They are, or have, THE solution. Only THEY can have the right ideas. THEY are the intelligentsia looking out for the befuddled masses.
Austrian economic thinking points out that only economic man struggling to satisfy his fellow man has the benefit of the marketplace to learn what people do and do not want. They don’t have that competitive marketplace to serve as a check on their ideas.
From my view, they have no competition to:
(1) assess if the money they are spending makes sense.
Envision that there were two competing schools. They are identical in all respects except one. One comes with all the latest and greatest computing. One come with the “old” LTSP model with old surplus hardware networked to one powerful server. Now clearly the “new” school would have to charge more for all that new hardware. Would the parents pay the difference to have their children go to the “new” school or would they e satisfied with the “old” school. There is no place to test if the extra money is well spent.
(2) in the “public school” funding model, the taxpayers don’t get a choice.
I am saddened by the implicit assumption that the school gets to use money for alternatives. It’s never given back to the poor taxpayer. Just keep using it and using it. Like a duck being fatten for pattefoigras. Just keep stuffing as much money as posible into the “education factory”. Without the discipline of the marketplace to tell a school administrator that they have reach the end of the marginal utility curve, how does a school administrator knwo when they have spent to much? When they have spent 200% of their budget and then whine in the press that there is never enough money. For the children.
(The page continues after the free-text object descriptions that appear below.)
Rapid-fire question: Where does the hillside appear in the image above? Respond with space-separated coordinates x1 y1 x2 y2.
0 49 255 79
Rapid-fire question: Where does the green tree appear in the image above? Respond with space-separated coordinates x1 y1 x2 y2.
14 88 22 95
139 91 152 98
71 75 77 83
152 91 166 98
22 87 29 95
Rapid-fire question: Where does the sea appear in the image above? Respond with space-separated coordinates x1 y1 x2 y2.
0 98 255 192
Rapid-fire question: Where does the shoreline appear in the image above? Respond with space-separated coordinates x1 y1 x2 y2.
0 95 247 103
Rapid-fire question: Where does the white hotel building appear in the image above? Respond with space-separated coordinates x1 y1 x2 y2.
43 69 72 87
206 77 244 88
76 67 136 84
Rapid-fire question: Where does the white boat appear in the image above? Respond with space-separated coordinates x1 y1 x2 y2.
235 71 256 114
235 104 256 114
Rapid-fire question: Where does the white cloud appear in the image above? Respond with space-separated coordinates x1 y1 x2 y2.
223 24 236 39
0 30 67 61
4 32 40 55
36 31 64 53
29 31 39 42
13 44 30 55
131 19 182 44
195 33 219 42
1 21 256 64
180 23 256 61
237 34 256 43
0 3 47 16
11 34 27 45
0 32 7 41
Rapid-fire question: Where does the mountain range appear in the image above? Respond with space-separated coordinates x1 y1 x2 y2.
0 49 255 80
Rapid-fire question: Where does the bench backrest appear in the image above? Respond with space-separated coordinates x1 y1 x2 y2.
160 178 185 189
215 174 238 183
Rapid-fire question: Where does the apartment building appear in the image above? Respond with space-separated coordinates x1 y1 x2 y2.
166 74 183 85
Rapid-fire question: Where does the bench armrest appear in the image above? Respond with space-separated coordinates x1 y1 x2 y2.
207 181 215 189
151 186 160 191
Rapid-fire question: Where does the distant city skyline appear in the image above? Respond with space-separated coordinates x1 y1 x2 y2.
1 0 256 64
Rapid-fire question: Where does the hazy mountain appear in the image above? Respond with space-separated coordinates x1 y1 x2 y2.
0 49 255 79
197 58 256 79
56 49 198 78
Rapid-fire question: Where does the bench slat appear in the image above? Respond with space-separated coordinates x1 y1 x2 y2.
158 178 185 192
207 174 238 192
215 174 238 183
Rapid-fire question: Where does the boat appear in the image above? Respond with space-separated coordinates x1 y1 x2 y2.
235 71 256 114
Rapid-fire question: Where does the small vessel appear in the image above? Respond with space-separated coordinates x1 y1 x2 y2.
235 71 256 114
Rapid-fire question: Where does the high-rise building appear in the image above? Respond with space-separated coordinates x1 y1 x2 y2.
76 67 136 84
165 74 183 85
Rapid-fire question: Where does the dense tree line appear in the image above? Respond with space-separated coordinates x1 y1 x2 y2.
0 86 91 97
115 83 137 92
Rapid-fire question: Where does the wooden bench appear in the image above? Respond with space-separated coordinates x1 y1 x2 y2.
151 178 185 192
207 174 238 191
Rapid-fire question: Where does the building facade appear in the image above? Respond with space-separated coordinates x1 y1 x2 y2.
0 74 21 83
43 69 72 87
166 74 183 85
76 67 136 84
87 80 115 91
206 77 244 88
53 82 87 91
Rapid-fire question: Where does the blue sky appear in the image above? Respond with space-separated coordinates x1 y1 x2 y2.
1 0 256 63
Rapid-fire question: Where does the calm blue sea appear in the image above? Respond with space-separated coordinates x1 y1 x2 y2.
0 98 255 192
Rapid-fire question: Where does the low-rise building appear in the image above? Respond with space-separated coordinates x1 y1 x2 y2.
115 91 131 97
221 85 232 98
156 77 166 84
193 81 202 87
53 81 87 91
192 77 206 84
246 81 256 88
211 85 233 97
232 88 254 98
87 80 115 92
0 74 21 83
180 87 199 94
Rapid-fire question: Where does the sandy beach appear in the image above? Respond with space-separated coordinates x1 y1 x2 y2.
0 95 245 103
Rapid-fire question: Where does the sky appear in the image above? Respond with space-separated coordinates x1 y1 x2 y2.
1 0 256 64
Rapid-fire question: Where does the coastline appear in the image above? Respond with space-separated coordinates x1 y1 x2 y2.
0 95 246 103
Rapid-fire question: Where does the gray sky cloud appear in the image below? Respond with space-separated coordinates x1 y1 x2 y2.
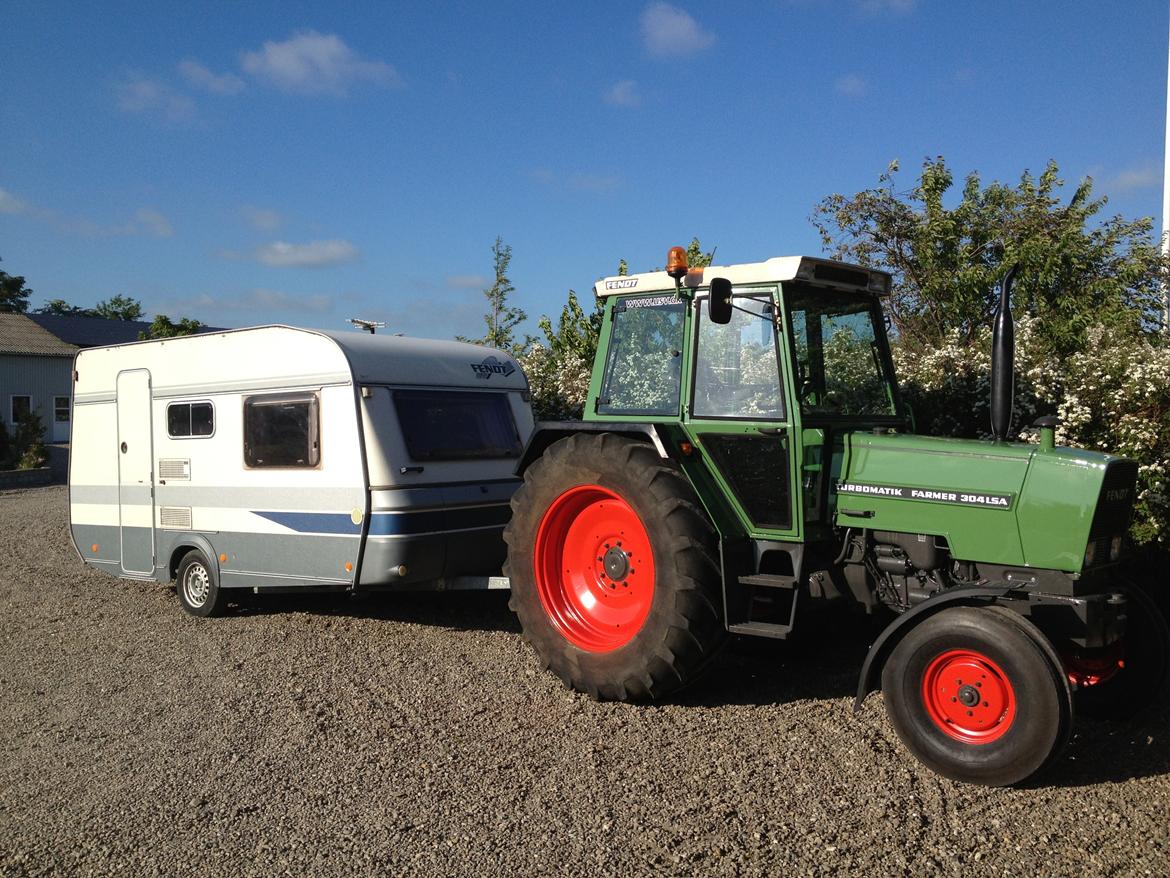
115 73 195 122
178 59 246 95
248 239 361 268
641 4 715 58
446 274 489 289
240 205 284 232
835 73 869 97
241 31 403 96
605 80 642 107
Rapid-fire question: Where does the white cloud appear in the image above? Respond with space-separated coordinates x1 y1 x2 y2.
166 288 333 315
0 186 174 238
605 80 642 108
135 207 174 238
446 274 489 289
178 59 246 95
246 239 361 268
835 74 869 97
0 187 28 215
857 0 916 12
115 73 195 122
641 4 715 58
529 168 623 193
1106 163 1160 193
241 31 403 96
569 173 623 192
240 205 284 232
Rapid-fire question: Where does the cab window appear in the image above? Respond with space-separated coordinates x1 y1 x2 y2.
693 294 784 420
597 296 685 416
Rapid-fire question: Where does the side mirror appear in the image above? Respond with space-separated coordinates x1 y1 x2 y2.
708 277 733 324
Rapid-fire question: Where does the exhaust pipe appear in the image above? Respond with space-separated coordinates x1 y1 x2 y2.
990 265 1018 442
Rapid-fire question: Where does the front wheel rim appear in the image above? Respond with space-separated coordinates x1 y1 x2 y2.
922 649 1017 744
533 484 656 652
183 563 210 608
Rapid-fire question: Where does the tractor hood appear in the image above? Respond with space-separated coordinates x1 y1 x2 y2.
835 432 1137 572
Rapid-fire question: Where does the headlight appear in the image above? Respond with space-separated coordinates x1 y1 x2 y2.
1110 536 1123 561
1084 542 1097 567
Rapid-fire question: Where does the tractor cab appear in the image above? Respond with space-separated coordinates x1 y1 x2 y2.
586 255 902 546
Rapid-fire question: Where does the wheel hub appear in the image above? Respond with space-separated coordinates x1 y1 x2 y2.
922 649 1017 745
602 546 630 582
533 484 656 653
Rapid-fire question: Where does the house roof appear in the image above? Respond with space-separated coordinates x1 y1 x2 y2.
0 312 79 357
27 313 155 347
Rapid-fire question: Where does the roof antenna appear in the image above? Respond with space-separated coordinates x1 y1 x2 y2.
348 318 386 335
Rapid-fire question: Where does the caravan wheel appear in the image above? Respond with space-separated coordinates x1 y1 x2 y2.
176 550 228 618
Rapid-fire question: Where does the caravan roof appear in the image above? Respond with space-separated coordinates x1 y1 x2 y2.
74 325 528 392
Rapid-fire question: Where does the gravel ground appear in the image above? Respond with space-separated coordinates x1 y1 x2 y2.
2 485 1169 877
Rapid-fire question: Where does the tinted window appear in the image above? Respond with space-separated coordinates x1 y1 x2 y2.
167 402 214 438
786 287 896 417
598 296 685 416
393 390 521 461
693 294 784 420
244 394 319 467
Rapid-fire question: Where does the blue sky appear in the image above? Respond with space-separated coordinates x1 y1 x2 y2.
2 1 1168 340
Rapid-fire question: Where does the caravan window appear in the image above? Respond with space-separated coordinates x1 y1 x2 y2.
167 401 214 438
393 390 521 461
243 393 320 468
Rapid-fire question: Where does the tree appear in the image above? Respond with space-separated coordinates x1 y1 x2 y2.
520 290 605 420
0 260 32 313
458 236 528 355
811 158 1168 354
92 295 144 321
139 314 205 339
34 299 88 315
34 293 145 320
686 236 716 269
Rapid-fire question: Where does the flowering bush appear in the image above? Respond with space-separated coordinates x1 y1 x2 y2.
518 343 593 421
895 316 1170 546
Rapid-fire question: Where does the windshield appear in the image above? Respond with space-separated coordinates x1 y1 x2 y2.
784 286 896 417
597 295 685 416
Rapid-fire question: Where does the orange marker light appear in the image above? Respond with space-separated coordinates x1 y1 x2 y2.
666 245 688 280
91 544 99 552
219 553 227 563
345 562 353 572
679 442 694 456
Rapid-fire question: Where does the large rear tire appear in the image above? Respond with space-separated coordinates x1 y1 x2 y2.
504 433 725 701
881 605 1071 787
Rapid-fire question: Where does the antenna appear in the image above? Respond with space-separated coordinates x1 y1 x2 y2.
348 318 387 335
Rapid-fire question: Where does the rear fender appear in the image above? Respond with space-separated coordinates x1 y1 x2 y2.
515 422 668 476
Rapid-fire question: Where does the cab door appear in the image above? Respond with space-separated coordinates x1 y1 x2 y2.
682 288 800 540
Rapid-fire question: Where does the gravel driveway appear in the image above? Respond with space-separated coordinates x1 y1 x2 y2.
2 486 1168 877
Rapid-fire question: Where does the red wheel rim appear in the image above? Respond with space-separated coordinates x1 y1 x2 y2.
921 649 1017 744
533 484 656 652
1063 640 1125 688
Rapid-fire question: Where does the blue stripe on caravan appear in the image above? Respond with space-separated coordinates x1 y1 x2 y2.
252 511 361 535
366 504 512 537
253 504 511 537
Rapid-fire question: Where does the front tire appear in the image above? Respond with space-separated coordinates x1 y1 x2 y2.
176 550 228 618
504 433 725 701
882 606 1071 787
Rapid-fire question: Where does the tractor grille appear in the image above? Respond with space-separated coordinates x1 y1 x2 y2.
1084 460 1138 566
1089 461 1138 540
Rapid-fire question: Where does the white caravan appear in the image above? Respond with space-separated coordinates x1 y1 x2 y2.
68 326 533 615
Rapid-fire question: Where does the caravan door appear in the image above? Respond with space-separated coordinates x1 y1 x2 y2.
116 369 155 574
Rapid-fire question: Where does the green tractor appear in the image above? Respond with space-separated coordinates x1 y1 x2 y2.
504 246 1169 787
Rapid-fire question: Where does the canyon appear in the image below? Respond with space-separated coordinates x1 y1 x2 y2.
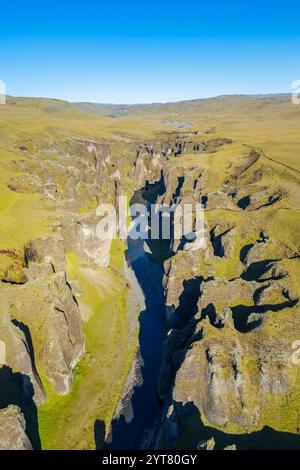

When the taxpayers wake up and say we don’t want, or Intelligent Designer forbid, we can’t, to pay anymore, they will get the cold ice water bath of a “pair of dimes” (paradigm) shift.
The principles of the new paradigm will be: (1) Publik skools fail because there is no marketplace to discipline them. Marketplaces satisfy our needs by the greedy self-interest of providers. The ineffective or inefficient fail. We need failure so that we can fine tune how much resource is applied to the various human needs. (2) People want their children educated to suceed. He who has the gold makes the rules. The marketplace empowers the buyer to satisfy their various needs. Education is just one of those needs. (3) Government (gummamint) is the worst way to provide any social service. It really has only one role to protect us from violence and fraud. Citizens need to restrain it to only those functions. Gummamint running education is a conflict of interest; educated citizens are needed to restrict it to its proper role.
Can’t happen fast enough if we are as a nation to survive.